The first day of school is scheduled for Wednesday.

Battle Ground Public Schools

The Battle Ground Education Association’s latest proposal would result in average total salaries of $86,760 — a 30.1 percent increase from last year.

Battle Ground’s offer, meanwhile, would provide average salaries of $72,760, a 9.1 percent pay increase. The district’s proposal would give a pay range of $46,599 for new teachers to $90,154 for the most experienced, educated teachers.

Over the 2017-2018 school year, Battle Ground teachers averaged a salary of $68,476.

On Wednesday union teachers voted 682 to 11 to strike — the highest rate by which any union has approved a strike vote thus far.

The sides are scheduled to negotiate today. The first day of school is scheduled for Wednesday.

Camas School District

In Camas, the union’s bargaining team was directed to have an agreement ready for members to vote on by Monday night’s meeting. If there isn’t one, union members are expected to hold a strike vote. Camas is the last district scheduled to return to class, as school doesn’t start until Sept. 4.

The union and district are scheduled to meet today for a bargaining session.

According to information from the district, the district’s latest two-year proposal would make the average salary for a teacher in the district $78,803 in 2018-19 and $80,632 in the following year. The first-year salary ranges from $48,866 to $92,104, and from $50,000 to $94,242 in year two. Currently, the average salary for teachers in the district is $74,553, with a salary range of $46,558 to $86,869.

Washougal School District

Teachers in Washougal voted to approve a strike at a meeting on Tuesday, with 96 percent of members in attendance voting in favor. The first day of school is scheduled for Tuesday.

The union and district held a bargaining session Friday, and it appears that there was some disagreement. The district posted a letter home to families on Thursday about bargaining and the potential strike. Included in the letter was a graphic that said the district’s offer was for an average salary of $72,278 with a salary range of $50,000 to $94,000. The union posted a message on Facebook Friday afternoon saying that the bargaining team hasn’t seen that offer in writing. The latest offer the bargaining team had seen was for an average salary of $70,325, according to the Facebook post.

That offer would give teachers a 26 percent increase in base salary and a 15.5 percent increase in their overall compensation package.

Ridgefield School District

Bargaining in Ridgefield is going to go on until the day before school. Classes are scheduled to start Wednesday, and the union and district only have one more bargaining sessions planned, on Tuesday. The two sides met Friday, but Alan Adams, president-elect of the union, wrote in an email that it was short meeting with “limited movement.”
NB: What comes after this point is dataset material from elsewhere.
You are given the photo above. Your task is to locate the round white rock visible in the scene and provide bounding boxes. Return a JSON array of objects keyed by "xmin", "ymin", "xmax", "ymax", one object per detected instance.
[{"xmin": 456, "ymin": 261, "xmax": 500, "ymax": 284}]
Ridgefield teachers were the first in the county to vote for a strike, with 97.8 percent of voters in attendance of an Aug. 17 meeting voting in favor. The two sides are working on a new full contract for teachers, and are also bargaining on issues such as class sizes, case loads and staffing in the special education program and a guaranteed voice in the curriculum adoption process.

The district’s latest offer would see the average salary for a teacher in Ridgefield move up to $73,302, a 15.04 percent increase from the year prior, according to information from the district. A post on the union’s Facebook page disputes that number, saying it’s closer to a 12.8 percent increase. The salary range in the latest offer from the district goes from $47,715 to $91,855.

Hockinson School District

Teachers in Hockinson are also bargaining for a new full contract, and in addition to salary, the two sides are discussing class size and support language for the special education program. At a meeting on Aug. 17, 97 percent of members present voted to approve a strike. The first day of school in the district is scheduled for Wednesday.

The two sides are scheduled for bargaining today and Monday, which could result in a “marathon bargain,” according to Megan Miles, co-president of the union.

According to information sent out from the district, the latest offer is an 8 percent increase for a total average compensation of $74,463. The salary range would be $46,552 to $87,845.